The fund’s money comes from the Atlantic Philanthropies, which has given away more than $7 billion since its creation by a billionaire retailer in 1982. Atlantic affiliates have long backed left-leaning policy initiatives, from opposing the death penalty to advocating for President Barack Obama’s health-care law, but they’ve rarely supported or opposed candidates before now.

"It is increasingly difficult to avoid partisan politics if you want to bring about significant changes in public policy," McConnell said in an e-mail. "From my view, the world around us has changed more than we have."

McConnell’s group is unusual in the world of big-money politics, which, across the ideological spectrum, is dominated by the whims of individual wealthy donors. Its roots are more in the philanthropic world, where institutions tend to avoid politics because of tax laws and an aversion to controversy.

The fund owes its existence to the improbable career of a man named Chuck Feeney. Now 85, he grew up poor in New Jersey, made a fortune with a global chain of duty-free shops, and then set up Atlantic to give his wealth away quietly. His generosity was a closely guarded secret until 1997.

"The Billionaire Who Wasn’t," a biography of Feeney by Conor O’Clery, is a portrait of a man who shuns the spotlight, lives modestly and travels constantly, usually in coach class. He’s as ambitious in philanthropy as he was as an entrepreneur. He founded General Atlantic, a pioneering private-equity firm, to help manage his charitable funds. During the early 1990s, O’Clery writes, Feeney played a behind-the scenes role in the Northern Ireland peace process, bankrolling a Sinn Fein office in Washington.

Most of Atlantic’s money has always gone to apolitical projects, such as university buildings and medical research around the world. One current high-profile endeavor is a $350 million commitment to help Cornell University build a new high-tech campus in New York City.

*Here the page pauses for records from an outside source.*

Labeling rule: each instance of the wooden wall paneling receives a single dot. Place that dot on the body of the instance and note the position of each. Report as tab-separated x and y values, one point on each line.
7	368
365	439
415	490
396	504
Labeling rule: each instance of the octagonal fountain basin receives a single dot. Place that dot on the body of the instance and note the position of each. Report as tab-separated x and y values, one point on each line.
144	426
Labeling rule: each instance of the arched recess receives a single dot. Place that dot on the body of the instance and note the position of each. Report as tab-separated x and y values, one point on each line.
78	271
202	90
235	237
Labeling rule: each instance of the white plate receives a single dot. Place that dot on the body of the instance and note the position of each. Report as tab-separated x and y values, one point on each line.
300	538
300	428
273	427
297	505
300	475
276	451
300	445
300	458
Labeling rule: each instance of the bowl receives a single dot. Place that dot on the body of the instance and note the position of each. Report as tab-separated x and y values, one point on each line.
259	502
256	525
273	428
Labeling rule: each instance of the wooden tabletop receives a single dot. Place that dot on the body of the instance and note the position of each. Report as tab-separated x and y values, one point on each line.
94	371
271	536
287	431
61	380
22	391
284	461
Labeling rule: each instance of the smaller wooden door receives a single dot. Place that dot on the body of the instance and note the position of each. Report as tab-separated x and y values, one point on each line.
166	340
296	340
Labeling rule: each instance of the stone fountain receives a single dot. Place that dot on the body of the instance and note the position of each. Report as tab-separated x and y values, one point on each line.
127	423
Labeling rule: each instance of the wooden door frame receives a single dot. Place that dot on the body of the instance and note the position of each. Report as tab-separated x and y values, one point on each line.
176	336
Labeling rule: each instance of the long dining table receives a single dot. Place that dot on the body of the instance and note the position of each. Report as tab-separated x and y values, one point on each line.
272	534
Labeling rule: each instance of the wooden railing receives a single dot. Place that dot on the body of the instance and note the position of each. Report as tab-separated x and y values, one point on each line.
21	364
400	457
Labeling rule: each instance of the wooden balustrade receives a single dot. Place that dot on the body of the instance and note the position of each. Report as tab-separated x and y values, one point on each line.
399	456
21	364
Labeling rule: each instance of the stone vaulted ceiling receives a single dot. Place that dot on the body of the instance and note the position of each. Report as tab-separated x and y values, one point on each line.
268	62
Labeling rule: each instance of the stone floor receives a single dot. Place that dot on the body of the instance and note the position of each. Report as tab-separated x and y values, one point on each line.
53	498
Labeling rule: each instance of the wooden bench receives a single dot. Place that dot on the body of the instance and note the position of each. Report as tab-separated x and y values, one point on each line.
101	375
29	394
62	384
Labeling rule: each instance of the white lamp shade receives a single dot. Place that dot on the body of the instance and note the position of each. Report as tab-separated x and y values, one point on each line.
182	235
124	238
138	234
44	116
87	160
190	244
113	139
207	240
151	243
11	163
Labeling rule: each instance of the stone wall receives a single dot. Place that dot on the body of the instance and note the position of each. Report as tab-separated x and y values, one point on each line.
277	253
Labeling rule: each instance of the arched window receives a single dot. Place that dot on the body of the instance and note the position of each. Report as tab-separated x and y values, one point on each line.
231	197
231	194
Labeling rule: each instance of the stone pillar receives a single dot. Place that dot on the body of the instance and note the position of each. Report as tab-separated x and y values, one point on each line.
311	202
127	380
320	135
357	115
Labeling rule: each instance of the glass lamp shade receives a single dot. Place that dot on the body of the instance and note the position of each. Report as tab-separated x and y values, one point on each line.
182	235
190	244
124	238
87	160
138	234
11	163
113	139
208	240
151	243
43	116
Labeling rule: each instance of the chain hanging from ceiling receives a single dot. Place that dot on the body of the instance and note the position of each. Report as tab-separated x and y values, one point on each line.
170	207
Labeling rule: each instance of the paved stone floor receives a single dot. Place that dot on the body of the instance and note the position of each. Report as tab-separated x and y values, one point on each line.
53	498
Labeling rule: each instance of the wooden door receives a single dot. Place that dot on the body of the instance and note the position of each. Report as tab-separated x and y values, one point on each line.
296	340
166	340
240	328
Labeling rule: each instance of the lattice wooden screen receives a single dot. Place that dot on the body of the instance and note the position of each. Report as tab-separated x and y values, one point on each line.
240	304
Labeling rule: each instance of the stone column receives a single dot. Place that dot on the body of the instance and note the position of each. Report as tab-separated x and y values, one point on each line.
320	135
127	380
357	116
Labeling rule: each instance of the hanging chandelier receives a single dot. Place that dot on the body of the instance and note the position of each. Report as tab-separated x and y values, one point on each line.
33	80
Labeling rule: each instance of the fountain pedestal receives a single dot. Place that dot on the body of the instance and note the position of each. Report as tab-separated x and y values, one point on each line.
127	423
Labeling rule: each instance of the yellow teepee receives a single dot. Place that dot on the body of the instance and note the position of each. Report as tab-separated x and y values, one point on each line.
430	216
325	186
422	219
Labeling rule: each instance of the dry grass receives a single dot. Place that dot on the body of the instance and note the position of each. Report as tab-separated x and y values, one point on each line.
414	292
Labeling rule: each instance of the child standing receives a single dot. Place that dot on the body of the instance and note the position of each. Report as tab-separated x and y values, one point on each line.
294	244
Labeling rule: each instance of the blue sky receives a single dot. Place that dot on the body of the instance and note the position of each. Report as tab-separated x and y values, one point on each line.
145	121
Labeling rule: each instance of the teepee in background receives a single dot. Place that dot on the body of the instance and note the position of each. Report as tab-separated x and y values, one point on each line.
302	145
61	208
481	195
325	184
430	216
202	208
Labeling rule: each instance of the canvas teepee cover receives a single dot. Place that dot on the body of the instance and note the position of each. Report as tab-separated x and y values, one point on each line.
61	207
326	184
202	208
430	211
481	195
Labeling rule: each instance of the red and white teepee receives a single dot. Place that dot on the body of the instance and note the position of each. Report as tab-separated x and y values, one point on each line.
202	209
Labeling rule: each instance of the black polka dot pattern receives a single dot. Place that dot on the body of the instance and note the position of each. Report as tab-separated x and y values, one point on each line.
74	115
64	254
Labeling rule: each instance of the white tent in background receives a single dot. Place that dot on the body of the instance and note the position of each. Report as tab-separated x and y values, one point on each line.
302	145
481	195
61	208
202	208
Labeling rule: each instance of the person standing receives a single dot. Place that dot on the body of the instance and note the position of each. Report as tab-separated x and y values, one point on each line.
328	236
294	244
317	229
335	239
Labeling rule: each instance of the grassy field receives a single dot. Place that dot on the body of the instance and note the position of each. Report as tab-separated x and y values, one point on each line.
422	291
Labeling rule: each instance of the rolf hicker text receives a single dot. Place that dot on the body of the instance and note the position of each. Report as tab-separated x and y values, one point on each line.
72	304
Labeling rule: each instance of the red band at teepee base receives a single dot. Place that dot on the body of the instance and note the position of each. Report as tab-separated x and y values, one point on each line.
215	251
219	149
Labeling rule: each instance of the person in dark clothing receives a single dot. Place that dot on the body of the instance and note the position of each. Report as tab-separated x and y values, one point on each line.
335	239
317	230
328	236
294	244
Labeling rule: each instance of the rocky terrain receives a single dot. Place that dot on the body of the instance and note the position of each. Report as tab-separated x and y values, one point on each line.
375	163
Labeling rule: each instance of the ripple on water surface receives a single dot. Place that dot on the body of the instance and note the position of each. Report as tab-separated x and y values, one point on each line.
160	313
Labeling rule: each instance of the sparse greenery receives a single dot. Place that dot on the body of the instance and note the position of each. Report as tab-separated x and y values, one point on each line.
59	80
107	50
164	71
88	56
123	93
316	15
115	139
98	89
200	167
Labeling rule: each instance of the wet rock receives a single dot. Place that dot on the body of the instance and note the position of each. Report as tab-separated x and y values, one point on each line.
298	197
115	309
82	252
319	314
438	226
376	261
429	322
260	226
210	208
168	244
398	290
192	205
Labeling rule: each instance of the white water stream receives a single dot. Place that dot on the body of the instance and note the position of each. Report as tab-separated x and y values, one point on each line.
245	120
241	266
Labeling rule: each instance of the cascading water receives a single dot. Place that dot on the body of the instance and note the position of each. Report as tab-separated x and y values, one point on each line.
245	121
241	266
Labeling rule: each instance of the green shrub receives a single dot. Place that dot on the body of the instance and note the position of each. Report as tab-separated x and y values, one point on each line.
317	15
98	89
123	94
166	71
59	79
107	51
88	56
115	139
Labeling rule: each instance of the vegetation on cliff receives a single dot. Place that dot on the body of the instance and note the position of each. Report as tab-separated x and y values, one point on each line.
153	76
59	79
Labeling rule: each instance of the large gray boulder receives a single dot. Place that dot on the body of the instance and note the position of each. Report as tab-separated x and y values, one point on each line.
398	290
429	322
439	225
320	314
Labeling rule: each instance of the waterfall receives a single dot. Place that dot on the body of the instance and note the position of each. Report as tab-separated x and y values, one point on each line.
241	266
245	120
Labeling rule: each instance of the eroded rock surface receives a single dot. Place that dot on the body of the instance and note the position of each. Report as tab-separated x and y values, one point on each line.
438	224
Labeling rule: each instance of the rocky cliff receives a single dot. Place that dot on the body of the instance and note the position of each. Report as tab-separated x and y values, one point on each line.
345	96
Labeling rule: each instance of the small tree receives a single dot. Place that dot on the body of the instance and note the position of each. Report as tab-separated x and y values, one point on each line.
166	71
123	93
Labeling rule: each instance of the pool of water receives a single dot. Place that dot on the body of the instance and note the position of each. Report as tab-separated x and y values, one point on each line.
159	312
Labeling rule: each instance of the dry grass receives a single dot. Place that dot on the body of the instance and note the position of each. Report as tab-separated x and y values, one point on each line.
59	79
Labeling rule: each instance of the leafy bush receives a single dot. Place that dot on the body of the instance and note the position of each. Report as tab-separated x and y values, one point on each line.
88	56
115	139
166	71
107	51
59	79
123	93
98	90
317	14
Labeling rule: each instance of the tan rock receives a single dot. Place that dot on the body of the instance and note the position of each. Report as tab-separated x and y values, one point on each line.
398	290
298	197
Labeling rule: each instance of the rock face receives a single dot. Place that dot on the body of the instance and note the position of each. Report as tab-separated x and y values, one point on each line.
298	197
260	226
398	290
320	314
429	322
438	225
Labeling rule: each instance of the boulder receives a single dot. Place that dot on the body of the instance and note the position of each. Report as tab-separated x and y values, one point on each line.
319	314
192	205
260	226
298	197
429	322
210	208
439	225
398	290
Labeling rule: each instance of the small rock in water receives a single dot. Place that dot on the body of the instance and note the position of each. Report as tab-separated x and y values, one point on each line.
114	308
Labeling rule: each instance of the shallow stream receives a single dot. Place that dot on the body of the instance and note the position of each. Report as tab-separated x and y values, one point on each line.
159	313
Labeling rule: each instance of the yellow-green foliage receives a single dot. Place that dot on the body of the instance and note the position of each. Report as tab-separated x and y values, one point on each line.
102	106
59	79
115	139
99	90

But under Gara LaMarche, who became Atlantic’s president in 2006, the group expanded its efforts to influence public policy, putting more than $200 million into a dedicated advocacy fund. Such "social welfare" funds don’t offer donors a tax deduction the way a charitable foundation, hospital or university does. But compared with charities, they are freer to lobby the government or support political candidates.

"One of the things that made Atlantic most distinctive was its capacity to do the kind of grants" that charities can’t, LaMarche said in an interview. Before he joined Atlantic, LaMarche worked for the Open Society Institute, controlled by George Soros, the billionaire investor who is among the left’s top donors.